The model I drove was an automatic, and in fact, the majority of hybrids are automatic. While I like my luxury and fast cars to have a stick shift so I can feel like I’m part of the power behind the car, and also, to get better gas mileage, the trade off for the hybrid engine is an automatic transmission, which cycles through about a gazillion gears so that it’s constantly at the optimal engine speed to get the most out of your fuel.

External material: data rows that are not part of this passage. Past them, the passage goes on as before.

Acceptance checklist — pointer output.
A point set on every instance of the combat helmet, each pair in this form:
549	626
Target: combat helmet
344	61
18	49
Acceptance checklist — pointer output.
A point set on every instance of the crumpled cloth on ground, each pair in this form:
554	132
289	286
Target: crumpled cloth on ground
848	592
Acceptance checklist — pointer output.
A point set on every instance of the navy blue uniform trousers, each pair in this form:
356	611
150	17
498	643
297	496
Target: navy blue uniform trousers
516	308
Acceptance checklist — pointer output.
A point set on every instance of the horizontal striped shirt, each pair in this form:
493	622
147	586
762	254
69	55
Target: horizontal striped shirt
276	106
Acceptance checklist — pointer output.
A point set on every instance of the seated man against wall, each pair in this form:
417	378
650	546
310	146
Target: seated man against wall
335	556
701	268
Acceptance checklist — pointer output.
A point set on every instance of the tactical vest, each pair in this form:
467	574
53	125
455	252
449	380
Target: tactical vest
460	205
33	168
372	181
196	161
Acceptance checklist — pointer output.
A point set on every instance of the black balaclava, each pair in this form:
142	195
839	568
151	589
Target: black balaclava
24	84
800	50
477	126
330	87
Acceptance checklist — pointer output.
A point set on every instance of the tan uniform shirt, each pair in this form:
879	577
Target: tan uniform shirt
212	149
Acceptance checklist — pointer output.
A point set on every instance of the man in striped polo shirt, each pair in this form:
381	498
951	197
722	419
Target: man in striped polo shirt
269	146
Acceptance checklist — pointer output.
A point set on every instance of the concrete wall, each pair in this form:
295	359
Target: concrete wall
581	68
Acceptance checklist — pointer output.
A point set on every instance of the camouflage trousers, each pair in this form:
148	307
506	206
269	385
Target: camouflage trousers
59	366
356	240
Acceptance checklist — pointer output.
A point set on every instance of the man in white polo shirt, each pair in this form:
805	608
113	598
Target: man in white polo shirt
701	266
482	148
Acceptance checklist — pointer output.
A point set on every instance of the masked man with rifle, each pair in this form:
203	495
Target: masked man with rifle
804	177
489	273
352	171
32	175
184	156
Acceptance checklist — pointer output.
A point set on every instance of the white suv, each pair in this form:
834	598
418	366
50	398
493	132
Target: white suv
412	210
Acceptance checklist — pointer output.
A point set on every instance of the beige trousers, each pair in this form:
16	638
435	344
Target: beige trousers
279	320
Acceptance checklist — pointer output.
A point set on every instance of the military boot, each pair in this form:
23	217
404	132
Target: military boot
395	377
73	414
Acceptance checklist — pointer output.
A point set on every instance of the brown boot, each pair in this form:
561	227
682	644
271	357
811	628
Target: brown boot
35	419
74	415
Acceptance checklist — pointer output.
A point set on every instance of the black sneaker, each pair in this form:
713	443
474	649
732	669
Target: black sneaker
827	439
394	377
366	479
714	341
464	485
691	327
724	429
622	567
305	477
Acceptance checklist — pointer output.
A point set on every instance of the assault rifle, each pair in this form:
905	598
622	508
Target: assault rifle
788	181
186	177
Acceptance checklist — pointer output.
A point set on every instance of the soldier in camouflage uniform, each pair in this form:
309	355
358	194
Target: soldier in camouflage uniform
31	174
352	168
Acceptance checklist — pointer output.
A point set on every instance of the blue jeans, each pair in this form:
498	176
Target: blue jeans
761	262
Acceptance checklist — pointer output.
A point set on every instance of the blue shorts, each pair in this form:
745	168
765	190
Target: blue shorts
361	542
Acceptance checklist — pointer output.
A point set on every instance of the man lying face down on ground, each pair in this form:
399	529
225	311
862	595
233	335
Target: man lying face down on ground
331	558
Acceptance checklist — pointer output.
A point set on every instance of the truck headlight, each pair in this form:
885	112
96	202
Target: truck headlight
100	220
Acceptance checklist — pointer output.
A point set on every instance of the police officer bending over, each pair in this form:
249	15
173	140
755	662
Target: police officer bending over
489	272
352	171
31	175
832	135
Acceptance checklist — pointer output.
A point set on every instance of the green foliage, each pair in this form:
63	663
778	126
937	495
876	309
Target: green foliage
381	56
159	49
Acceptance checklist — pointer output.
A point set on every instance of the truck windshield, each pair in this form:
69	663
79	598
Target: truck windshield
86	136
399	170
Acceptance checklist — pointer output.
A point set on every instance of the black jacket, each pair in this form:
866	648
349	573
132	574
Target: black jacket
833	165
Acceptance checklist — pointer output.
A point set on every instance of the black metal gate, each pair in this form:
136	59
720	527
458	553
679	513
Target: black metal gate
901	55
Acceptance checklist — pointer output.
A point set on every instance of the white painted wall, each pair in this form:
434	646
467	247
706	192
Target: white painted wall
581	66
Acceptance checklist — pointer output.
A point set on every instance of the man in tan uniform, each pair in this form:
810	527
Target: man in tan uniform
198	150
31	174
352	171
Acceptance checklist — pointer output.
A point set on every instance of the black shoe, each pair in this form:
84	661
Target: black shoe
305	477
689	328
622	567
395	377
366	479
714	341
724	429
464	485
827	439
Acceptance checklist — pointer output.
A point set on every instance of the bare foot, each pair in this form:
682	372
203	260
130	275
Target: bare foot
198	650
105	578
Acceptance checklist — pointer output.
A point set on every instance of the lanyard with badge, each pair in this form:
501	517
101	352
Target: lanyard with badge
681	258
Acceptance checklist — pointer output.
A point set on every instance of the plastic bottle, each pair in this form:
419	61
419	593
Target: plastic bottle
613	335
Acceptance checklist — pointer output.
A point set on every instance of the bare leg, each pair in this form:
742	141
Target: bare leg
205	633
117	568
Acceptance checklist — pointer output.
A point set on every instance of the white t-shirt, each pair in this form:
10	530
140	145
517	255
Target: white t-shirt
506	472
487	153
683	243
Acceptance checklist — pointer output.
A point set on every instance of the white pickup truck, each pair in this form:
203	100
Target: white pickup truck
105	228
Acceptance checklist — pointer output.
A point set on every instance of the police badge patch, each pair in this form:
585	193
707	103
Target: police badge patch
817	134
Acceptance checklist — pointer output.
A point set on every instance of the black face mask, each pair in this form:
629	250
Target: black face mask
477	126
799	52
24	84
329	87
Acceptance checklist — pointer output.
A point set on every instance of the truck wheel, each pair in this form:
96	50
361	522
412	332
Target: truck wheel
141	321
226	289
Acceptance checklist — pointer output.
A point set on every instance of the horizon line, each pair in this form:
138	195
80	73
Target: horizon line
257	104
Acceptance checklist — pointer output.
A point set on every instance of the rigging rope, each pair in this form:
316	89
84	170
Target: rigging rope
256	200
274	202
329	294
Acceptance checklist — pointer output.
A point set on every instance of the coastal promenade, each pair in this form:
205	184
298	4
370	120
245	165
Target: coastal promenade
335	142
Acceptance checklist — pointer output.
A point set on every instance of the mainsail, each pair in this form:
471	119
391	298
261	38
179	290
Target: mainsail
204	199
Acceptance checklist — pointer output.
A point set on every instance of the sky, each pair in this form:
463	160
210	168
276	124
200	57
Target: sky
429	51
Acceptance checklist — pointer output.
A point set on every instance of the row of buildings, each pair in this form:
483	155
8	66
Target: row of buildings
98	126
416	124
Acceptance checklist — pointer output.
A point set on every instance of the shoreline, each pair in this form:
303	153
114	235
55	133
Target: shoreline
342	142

Also, I was surprised at how small the trunk space felt. Through some research I learned that the hybrid battery compromised some of the trunk, so keep that in mind. It’s not a small trunk, it just felt smaller than normal to me.
What We Loved
- Luxurious and roomy interior
- NSFK creamy leather upholstery (NSFK: Not safe for kids–the interior might not be safe, that is!)
- Quiet, peaceful ride
- Standard keyless entry/push-button start
- In-car tech center includes Zagat Survey restaurant reviews (the foodie in me loved this feature!)
- GPS that knows the way to Baraboo
- Well thought out and easy to understand navigation system
- 27/32MPG and a $2,000 savings in fuel costs over 5 years versus the non-hybrid option
- Bose stereo
- SiriusXM radio
What You Need To Know
- Great performance means reduced gas mileage —not bad, but not great
- Smallish trunk space
- MSRP of $54,200; jus over $66,000 for the model I drove
Disclosure: Infiniti provided the M35 for my test drive; opinions expressed are all my own.